投稿: ちょんだん! こぶぎ | 2013年8月21日 (水) 22時39分
なるほど、たしかにあのとき、분이(ブンニ、「~の方が」の意味)という言葉を多用していました。「ブンニ」が「ブンリ」に聞こえた可能性は、十分に考えられます。しかし、「ハンサムな方が」と言われた記憶はありません。
いま思い出したのですが、学生の一人に、「今どこの大学に通っているんですか?」と質問したときに、その学生と、こんなやりとりをしました。
「とんぎょんえそぬん むすんてはくえ たにご いっそよ?」
「せいぶぶんり てはくよ」
「せいぶぶんり てはく?」
「ねー。さいたまえ いんぬん」
「さいたまえ いんぬん せいぶぶんり てはくよ?」
「ねー。せいぶぶんりてはくよ」
ひょっとしたら「せいぶぶんり てはく」の「せいぶぶんり」が、「セイキョウブンリ」に聞こえたのかもしれません。
…というか、そうに違いない!
投稿: onigawaragonzou | 2013年8月21日 (水) 23時04分
えー、これじゃフツーの通りすがりの会話ですわん。お互い敬語のやりとりですし。イケメン自慢トークじゃなかったの?

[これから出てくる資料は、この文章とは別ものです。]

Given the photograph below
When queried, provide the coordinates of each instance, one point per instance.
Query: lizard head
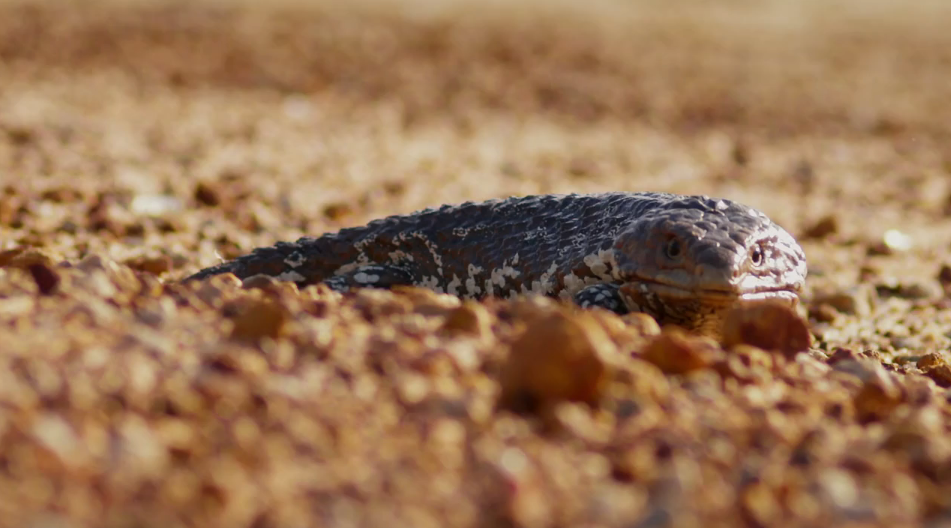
(689, 262)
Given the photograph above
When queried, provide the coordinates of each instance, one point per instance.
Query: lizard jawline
(667, 291)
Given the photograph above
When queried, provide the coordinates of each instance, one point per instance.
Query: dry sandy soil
(140, 142)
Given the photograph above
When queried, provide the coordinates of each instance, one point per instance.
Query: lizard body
(682, 259)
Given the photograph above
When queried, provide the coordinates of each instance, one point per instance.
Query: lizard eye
(757, 257)
(674, 249)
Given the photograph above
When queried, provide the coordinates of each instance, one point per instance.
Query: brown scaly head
(689, 263)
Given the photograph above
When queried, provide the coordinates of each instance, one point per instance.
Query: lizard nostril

さて、明日も「美術館の隣の図書館」へ通いますから、もう寝ますよ。美術館の方へも行ってみたんですが、志のある企画展ですし、料金も800円と安いので、何度でも見に行けます。来月までやっていますので、時間があればぜひ。
あとねえ、「アダム12」の流れで往時のアメリカ製ドラマ・アニメのネタで、エンディング曲を探して見たんですが、英語のオリジナル動画を見てみると、そもそもアチラさんには「エンディング曲」なんて概念がないようで。

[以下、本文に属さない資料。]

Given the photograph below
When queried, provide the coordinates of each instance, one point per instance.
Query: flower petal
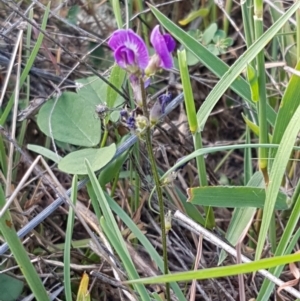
(132, 41)
(170, 42)
(159, 43)
(124, 57)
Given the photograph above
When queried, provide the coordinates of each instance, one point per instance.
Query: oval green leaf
(70, 119)
(234, 197)
(74, 163)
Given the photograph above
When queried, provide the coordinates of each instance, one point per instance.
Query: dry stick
(60, 200)
(196, 228)
(240, 276)
(81, 216)
(198, 257)
(20, 186)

あってもオープニングとエンディングが同じ曲だったり(アダム12、世界の料理ショー)、
映画みたいな「クレジット」だけだったり(トムとジェリー)
エピソードによって最後に流れる曲が違ったり(刑事コロンボ)、
そもそもオープニング曲自体、日本放映時に付け加えたものだったり(チキチキマシーン猛レース)。
ちなみに「奥様は魔女」のオープニング曲は英語版でもあの曲ですが当然、例の「奥様の名前は..」の名ナレーションはついてません。
たぶん、日本でドラマテーマ曲のレコードを出すようになった折、レコードのB面が余ってしまうので、オープニングとエンディングを別にして、2曲収録するようになったのでは?
というわけで、ネタになりませんでしたので、この場を借りてご報告申し上げます。